Cambiare pelle

Il serpente cambia pelle, metafora di rinnovamento. Il dinosauro si è estinto, metafora della esiziale incapacità di adattarsi ai mutamenti. Cambiare pelle è una esigenza fisiologica per individui ed organizzazioni; sapere comprendere quando è l'ora del cambiamento, essere flessibili, adattabili alla evoluzione del mondo significa evitare "l'estinzione".
E così i nostri capi, i nostri tutori, insegnanti e consulenti ci spiegano quanto sia importante, per il nostro bene, "cambiare pelle". E' effettivamente essenziale saperlo fare; ma una cosa della quale nessuno mai ci parla è l'importanza del sapersi predisporre al evento: sapere adeguare ad esso struttura fisiologica e psiche e, sopratutto, realizzarlo nei tempi giusti; il cambiamento di pelle attuato troppo presto e in ritardo può essere, in fatti, fatale. L'animale che è rimasto in noi, la "scimmia nuda" per dirlo con Desmond Morris, intuisce in maniera chiara e diretta l'esigenza di cambiare pelle; si appresta alla trasformazione, adatta organi, temperatura ed atteggiamenti alla mutazione.
Ma qualcuno insiste che occorre fare presto, ci spiega che è necessario accelerare i tempi, che un ritardo potrebbe essere fatale...o la fa, talvolta in buona fede, talaltra no, comunque precorrendo i tempi.
Cambiare pelle prima che la pelle nuova sia pronta, farlo troppo presto, significa togliere ad una persona o ad una organizzazione la sua principale difesa, significa metterne a nudo i nervi, lasciare esposti organi importantissimi, delicatissimi, vitali. Il rischio è grave, ci si può rimettere, letteralmente, la pelle!

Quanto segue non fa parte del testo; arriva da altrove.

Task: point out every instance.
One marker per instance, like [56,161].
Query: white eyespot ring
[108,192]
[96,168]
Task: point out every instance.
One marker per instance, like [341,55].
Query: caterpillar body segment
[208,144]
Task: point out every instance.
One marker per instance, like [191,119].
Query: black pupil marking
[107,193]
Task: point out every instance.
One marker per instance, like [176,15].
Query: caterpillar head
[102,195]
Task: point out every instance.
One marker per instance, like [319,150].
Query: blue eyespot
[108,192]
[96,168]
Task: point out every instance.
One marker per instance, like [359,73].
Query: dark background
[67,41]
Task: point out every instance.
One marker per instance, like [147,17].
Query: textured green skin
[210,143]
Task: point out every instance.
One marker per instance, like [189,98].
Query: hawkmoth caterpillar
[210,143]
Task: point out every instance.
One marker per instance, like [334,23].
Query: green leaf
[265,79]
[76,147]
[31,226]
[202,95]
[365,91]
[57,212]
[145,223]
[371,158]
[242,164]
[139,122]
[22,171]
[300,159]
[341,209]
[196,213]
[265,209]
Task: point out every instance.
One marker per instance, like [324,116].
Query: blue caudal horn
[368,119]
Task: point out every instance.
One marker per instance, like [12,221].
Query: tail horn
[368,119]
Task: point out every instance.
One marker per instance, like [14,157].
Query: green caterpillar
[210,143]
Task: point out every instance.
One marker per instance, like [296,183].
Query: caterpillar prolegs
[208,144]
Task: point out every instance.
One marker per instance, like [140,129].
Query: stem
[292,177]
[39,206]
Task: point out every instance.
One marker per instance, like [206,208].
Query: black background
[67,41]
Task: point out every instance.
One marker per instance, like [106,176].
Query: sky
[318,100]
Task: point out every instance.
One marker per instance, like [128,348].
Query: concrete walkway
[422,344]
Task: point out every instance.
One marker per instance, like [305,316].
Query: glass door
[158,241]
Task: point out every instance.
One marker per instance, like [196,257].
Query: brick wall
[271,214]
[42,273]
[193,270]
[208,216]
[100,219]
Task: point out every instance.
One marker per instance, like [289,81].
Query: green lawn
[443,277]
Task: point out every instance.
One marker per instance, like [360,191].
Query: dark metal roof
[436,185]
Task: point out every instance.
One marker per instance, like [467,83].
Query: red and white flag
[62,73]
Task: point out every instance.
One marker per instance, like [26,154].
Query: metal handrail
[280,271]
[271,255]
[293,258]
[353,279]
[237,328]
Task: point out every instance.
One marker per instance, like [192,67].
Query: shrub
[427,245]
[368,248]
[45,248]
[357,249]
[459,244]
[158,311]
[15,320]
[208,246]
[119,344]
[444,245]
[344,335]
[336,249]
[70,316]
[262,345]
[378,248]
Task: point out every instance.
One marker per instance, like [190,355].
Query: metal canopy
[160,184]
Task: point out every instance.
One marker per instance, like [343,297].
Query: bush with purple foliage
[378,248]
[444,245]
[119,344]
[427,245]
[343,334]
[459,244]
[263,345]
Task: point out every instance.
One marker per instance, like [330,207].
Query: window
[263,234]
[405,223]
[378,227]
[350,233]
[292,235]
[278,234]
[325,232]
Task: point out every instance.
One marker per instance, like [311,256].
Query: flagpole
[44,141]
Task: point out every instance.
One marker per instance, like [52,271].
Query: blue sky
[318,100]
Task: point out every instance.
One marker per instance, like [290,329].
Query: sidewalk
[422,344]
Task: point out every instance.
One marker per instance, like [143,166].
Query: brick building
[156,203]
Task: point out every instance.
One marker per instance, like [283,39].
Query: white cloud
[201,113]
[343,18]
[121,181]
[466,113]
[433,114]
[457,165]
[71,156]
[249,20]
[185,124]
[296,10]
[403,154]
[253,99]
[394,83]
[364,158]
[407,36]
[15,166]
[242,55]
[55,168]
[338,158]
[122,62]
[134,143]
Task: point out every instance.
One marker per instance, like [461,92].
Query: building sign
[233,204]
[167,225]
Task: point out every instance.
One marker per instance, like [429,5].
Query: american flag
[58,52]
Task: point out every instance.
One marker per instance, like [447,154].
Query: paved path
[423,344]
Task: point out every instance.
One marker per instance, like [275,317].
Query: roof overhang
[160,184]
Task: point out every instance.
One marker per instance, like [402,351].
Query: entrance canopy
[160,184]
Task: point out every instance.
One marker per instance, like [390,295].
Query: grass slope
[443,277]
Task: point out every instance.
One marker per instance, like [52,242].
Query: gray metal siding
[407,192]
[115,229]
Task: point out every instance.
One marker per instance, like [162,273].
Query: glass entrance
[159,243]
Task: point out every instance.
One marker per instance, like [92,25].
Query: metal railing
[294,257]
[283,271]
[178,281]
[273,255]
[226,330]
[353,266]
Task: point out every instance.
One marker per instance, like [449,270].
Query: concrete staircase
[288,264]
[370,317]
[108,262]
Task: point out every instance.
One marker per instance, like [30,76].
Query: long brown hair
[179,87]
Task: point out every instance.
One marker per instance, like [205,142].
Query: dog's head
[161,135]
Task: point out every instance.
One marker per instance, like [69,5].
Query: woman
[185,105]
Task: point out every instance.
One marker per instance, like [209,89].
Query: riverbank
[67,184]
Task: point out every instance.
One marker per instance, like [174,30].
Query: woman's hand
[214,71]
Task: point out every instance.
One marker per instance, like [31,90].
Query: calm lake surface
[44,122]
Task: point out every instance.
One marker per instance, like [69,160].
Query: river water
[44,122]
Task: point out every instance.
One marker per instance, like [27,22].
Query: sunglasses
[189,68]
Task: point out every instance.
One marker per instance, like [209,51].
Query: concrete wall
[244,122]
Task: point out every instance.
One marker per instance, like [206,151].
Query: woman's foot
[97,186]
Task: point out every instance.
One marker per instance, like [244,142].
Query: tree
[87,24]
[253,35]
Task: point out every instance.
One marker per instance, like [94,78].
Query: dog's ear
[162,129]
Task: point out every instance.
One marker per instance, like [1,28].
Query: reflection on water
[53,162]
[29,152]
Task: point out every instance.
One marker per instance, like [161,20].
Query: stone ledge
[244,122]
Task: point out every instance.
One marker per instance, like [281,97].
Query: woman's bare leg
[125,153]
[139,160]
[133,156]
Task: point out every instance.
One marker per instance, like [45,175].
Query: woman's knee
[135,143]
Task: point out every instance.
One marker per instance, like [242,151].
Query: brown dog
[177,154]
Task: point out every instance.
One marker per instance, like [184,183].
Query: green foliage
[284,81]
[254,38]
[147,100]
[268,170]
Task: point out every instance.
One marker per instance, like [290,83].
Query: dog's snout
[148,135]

Analoga sarebbe la situazione in cui, perfettamente predisposti per abbandonare la pelle vecchia, quella nuova già pronta, qualcuno ci obbligasse ad aspettare:"non è ancora il caso, meglio attendere, ti dirò io quando sarà il momento giusto!".
E magari tenteranno di evitare questa nostra "rinascita" valutata erroneamente come prematura, facendo ogni sforzo per ricucirci addosso la vecchia pelle, già lacerata in più punti e pronta a lasciare emergere quella nuova, più vitale, più forte, più adatta.
La chiave giusta è di fidarci dei nostri segnali profondi, quelli che emergono dal nostro stesso corpo, dalla nostra anima, dal organizzazione di cui facciamo parte.
E' innanzitutto da questi che dobbiamo partire, prima di qualsiasi confronto con i consigli, la sollicitazioni, le spinte che dal esterno ci spiegano cosa sia meglio, più opportuno fare per "fasarci" con la nuova situazione.